La differenza sottilissima fra celebrare la diversità per normalizzarla e puntarci il dito contro per ghettizzare e comprovare un solo modo di essere – “normali” – è ciò da tenere a mente quando si vuole lavorare sull’inclusività di categorie notoriamente marginalizzate.

“Mi auguro che presto la parola accessibilità venga dimenticata, in quanto non più necessaria, perché tutto naturalmente accessibile”. È questa la visione della dottoressa Mariateresa Gilbo, esperta in disabilità sensoriali e interprete LIS, che, all’indomani della firma del decreto “Fondo per l’inclusione delle persone sorde e con ipoacusia”, si pronuncia sulla questione. Il Fondo prevede 10 milioni di euro da destinare alla realizzazione di progetti sperimentali per la diffusione dei servizi di interpretariato in Lingua dei segni italiana (Lis) e in Lingua dei segni italiana tattile (List).
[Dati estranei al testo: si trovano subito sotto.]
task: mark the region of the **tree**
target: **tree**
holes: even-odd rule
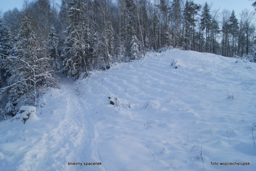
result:
[[[52,61],[52,67],[57,71],[59,71],[59,57],[58,52],[59,39],[57,37],[56,30],[52,26],[48,35],[48,49],[50,56]]]
[[[230,25],[229,24],[229,17],[230,16],[230,12],[229,11],[224,9],[221,12],[222,56],[229,56],[230,45],[228,34],[230,30]]]
[[[232,56],[234,56],[234,52],[235,52],[235,37],[238,33],[238,30],[239,29],[239,26],[238,26],[238,19],[237,19],[235,14],[235,11],[232,11],[232,13],[230,16],[229,17],[229,32],[232,35]]]
[[[40,89],[57,85],[46,45],[35,33],[33,26],[29,15],[25,14],[15,45],[15,56],[5,56],[10,76],[7,85],[0,89],[0,96],[8,92],[7,105],[13,107],[14,112],[24,104],[36,105]]]
[[[88,33],[83,22],[81,2],[81,0],[73,0],[70,3],[71,7],[68,12],[70,24],[67,31],[69,35],[65,40],[66,47],[62,55],[64,58],[63,72],[68,75],[76,75],[77,79],[81,67],[85,69],[85,76],[88,74],[85,54],[86,46],[88,46],[85,40]]]
[[[193,42],[193,45],[191,47],[193,47],[193,50],[195,50],[195,42],[194,42],[194,27],[195,26],[195,22],[197,21],[195,19],[195,17],[198,14],[198,11],[201,9],[201,6],[194,3],[193,1],[187,0],[186,1],[185,8],[183,12],[184,18],[185,19],[185,23],[187,27],[186,29],[186,35],[187,35],[187,32],[188,28],[192,26],[192,35],[191,42]],[[187,37],[187,35],[186,35]],[[190,48],[191,49],[191,48]]]
[[[135,35],[133,36],[130,42],[130,54],[132,60],[137,59],[139,55],[139,45],[138,39]]]
[[[241,26],[243,28],[245,34],[246,38],[246,54],[249,54],[249,47],[250,43],[253,41],[254,33],[255,30],[254,25],[255,13],[253,12],[250,12],[247,9],[242,11],[240,14],[242,23]]]
[[[210,7],[206,2],[203,8],[203,12],[202,13],[202,18],[201,20],[201,27],[203,30],[205,29],[205,51],[208,52],[208,43],[209,43],[209,27],[211,21],[212,17],[210,14]]]

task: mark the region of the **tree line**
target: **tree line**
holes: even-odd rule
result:
[[[21,105],[36,105],[41,90],[58,87],[58,72],[85,78],[171,47],[252,61],[255,56],[254,12],[236,15],[207,2],[62,0],[57,6],[34,0],[0,16],[2,117]]]

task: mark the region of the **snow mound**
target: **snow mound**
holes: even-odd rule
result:
[[[172,62],[171,66],[172,66],[173,68],[177,69],[180,66],[180,63],[178,60],[174,59]]]
[[[35,106],[22,106],[21,107],[18,114],[17,114],[14,117],[17,120],[21,120],[24,124],[29,119],[29,122],[38,121],[39,118],[36,115],[36,111]]]
[[[25,124],[0,122],[0,170],[254,171],[255,75],[255,63],[175,49],[63,77],[36,113],[21,109]]]

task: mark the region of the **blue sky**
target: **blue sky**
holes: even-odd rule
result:
[[[32,0],[27,0],[31,2]],[[52,2],[59,3],[61,0],[51,0]],[[2,10],[2,13],[9,9],[12,9],[15,7],[20,9],[22,8],[23,0],[0,0],[0,10]]]
[[[184,0],[185,2],[185,0]],[[207,2],[209,5],[211,4],[212,6],[211,9],[218,9],[219,8],[219,12],[221,12],[224,9],[232,11],[232,9],[235,12],[236,15],[238,16],[242,10],[247,8],[251,11],[254,11],[254,8],[251,4],[255,2],[249,0],[194,0],[194,2],[197,4],[202,5],[203,6]]]
[[[30,1],[31,0],[28,0]],[[60,0],[52,0],[56,2],[60,2]],[[185,0],[184,0],[185,2]],[[212,4],[211,9],[217,9],[220,8],[221,12],[224,8],[232,11],[234,9],[236,15],[238,15],[242,10],[244,8],[247,8],[251,10],[254,9],[251,4],[255,0],[207,0],[209,5]],[[204,4],[206,0],[194,0],[194,2],[197,4]],[[2,12],[9,9],[12,9],[16,7],[20,9],[22,7],[23,0],[0,0],[0,9]]]

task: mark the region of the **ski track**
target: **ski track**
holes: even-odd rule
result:
[[[39,135],[30,137],[26,123],[21,124],[28,140],[18,141],[17,152],[2,147],[13,165],[8,170],[254,170],[256,64],[175,49],[152,54],[74,83],[62,78],[61,89],[45,95],[50,100],[37,112],[49,125],[37,122]],[[22,159],[14,163],[12,155]]]
[[[84,170],[83,162],[98,162],[97,159],[90,157],[97,148],[92,143],[94,129],[87,117],[86,104],[81,103],[73,85],[70,83],[61,83],[61,98],[65,99],[64,112],[58,125],[49,134],[43,135],[25,154],[17,170]],[[69,162],[83,162],[83,164],[82,166],[68,166]],[[90,170],[105,170],[94,166]]]

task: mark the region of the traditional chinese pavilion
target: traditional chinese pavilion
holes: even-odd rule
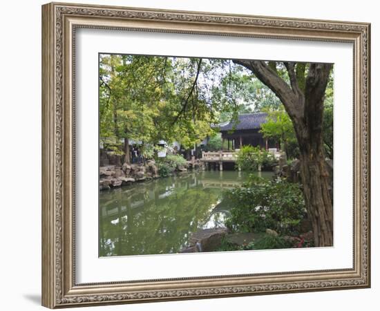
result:
[[[260,147],[268,150],[277,148],[276,142],[264,138],[260,133],[261,125],[267,122],[267,113],[244,113],[239,115],[237,120],[230,121],[220,124],[220,131],[223,142],[228,141],[228,149],[234,150],[243,146]]]

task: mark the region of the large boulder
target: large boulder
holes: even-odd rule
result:
[[[101,179],[99,180],[99,188],[100,190],[108,190],[111,184],[111,179]]]
[[[129,173],[131,172],[131,167],[130,164],[127,163],[123,164],[123,166],[122,167],[122,169],[124,172],[125,175],[128,176],[129,175]]]
[[[236,232],[228,234],[225,236],[226,242],[237,246],[249,244],[256,237],[257,234],[252,232],[240,233]]]
[[[212,252],[222,245],[222,241],[228,232],[227,228],[202,229],[193,234],[189,246],[196,246],[198,252]]]
[[[112,179],[111,181],[111,185],[113,187],[115,188],[117,187],[120,187],[122,184],[123,181],[118,178],[114,178]]]

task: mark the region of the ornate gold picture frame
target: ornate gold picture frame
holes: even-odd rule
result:
[[[78,283],[75,266],[75,35],[79,28],[352,44],[352,267]],[[43,305],[56,308],[369,288],[370,59],[370,25],[366,23],[59,3],[43,6]]]

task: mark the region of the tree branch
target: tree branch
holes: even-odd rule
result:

Includere è una missione quotidiana: “è chiaro che non può essere un solo progetto a portarla a termine”, afferma l’esperta, e perciò “bisogna necessariamente agire su più fronti, a partire dalla scuola”.

“Oggi voglio portare l’attenzione sulla ricca e variopinta cultura sorda”. Garantire diritto di cittadinanza a ogni cultura, identità e comunità non deve più essere una gentile concessione emessa dall’alto, ma impegno quotidiano pronto a diventare abitudine e poi consuetudine.

Come accoglie questa notizia? Qual è lo stato attuale delle cose nei servizi?

“Lo stato attuale dell’accessibilità in Italia per le persone sorde è sicuramente in via di sviluppo, ma non è mai abbastanza, si può sempre fare di meglio e di più. La speranza è sempre che, ad ogni rinnovo di questo fondo, ci sia qualcuno che presenti il progetto che rivoluzionerà la vita delle persone che affrontano la vita sociale con le difficoltà legate alla realtà della sordità, più o meno profonda. Roma non si è fatta in una notte, e per questo ogni passo verso la realtà ideale, è un momento importante per la nostra Italia. Nel mondo ideale quello che mi auguro è che presto la parola accessibilità venga dimenticata, in quanto non più necessaria, perché tutto naturalmente accessibile e fruibile”.

Come spendere al meglio questi soldi? Di cosa c’è realmente bisogno?

“Per chi, come me, si interfaccia con il settore dell’accessibilità, è chiaro che non può essere un solo progetto a portare a termine la missione che ci poniamo ogni giorno, per abbattere le barriere comunicative tra diversi approcci e scelte linguistiche, bisogna necessariamente agire su più fronti, a partire dalla scuola, per finire al terzo settore. Credo fermamente che l’informazione, come processo di conoscenza e integrazione, sia lo strumento più importante per permettere, a tutte quelle realtà che vivono ancora ai margini della società, di uscire dell’isolamento. Finito l’isolamento, tutti i nostri concittadini potranno fruire delle ricchezze che ogni minoranza custodisce e con cui siamo soliti convivere passivamente”.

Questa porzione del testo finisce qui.